Scuole riaperte, l’allarme dei presidi: “Ci vediamo costretti ad una decisione”
“Se si torna al 100% a scuola, in molte aule non sarà possibile rispettare il metro di distanziamento”. Da lunedì prossimo l’Italia ricomincerà a riaprire i battenti,
e quello che sia il Premier Mario Draghi sia Roberto Speranza – ministro della Sanità – definiscono un “rischio ragionato”
nel caso delle scuole viene considerato da molte delle parti in causa quasi un azzardo.
È il il presidente dell’Anp, l’Associazione nazionale presidi, Antonello Giannelli a lanciare l’allarme: “La scuola è un luogo naturale di assembramento, e ci vedremo costretti ad una decisione: ridurre la presenza dei ragazzi e alternarla alla dad, facendo rotazioni”.
Una preoccupazione che è anche delle istituzioni. “Sulle scuole ero in disaccordo”, ricorda Massimiliano Fedriga intervistato a In mezz’ora in più, “non per la scuola in sé, ma per i trasporti”.
Il presidente della Conferenza delle Regioni annuncia che chiederanno “un incontro per vedere gli orari di apertura e chiusura delle scuole perché così non va bene”.
Speranza spiega che il governo ha scelto di ripartire dalla scuola perché è l’architrave della nostra società.

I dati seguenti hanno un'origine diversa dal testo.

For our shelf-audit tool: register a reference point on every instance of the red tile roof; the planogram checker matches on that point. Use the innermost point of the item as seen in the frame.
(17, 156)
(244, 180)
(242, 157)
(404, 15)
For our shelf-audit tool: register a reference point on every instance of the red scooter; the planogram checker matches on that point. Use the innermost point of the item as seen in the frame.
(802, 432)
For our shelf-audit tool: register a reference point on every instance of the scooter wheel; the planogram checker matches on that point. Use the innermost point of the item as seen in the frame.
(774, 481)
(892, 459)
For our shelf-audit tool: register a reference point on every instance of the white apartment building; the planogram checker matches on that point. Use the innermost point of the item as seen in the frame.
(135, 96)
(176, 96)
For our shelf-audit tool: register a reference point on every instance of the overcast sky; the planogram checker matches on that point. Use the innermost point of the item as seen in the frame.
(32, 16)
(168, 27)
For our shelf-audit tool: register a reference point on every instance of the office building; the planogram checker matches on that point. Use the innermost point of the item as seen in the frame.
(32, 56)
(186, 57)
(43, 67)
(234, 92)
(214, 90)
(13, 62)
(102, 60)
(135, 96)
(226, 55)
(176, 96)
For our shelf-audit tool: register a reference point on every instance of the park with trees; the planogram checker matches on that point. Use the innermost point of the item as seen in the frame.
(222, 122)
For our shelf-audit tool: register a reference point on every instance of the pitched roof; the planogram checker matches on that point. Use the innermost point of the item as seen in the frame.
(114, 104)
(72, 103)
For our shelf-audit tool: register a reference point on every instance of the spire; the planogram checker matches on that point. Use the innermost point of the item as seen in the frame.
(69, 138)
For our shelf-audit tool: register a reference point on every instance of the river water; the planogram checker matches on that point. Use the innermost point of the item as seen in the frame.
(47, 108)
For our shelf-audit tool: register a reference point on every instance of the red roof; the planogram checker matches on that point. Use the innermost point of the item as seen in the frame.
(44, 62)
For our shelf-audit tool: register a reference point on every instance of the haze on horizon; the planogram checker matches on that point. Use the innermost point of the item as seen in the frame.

Una decisione definita “chiara e netta” “un rischio ragionato” ma “non folle”.
Lo scorso autunno – scrive l’HuffingtonPost – non andò benissimo, le principali criticità sono rimaste immutate nel tempo, e preoccupa la gestione di un ritorno in aula a ranghi completi.
È Cristina Costarelli, vicepresidente dell’Associazione Nazionale Presidi (ANP) del Lazio, a dire che il re è nudo: “La scuola pensava di arrivare a fine anno seguendo una linea di stabilità, non variando sulla percentuale di presenza dal 50 fino al 75% sui cui gli istituti superiori si erano orientati nei loro sistemi di funzionamento in emergenza”.
Da qui nasce la fretta di preparare per tempo il preparabile e l’apprensione per quel che accadrà, come poter portare in sicurezza tutti quei ragazzi in classe, come farceli restare per cinque o sei ore.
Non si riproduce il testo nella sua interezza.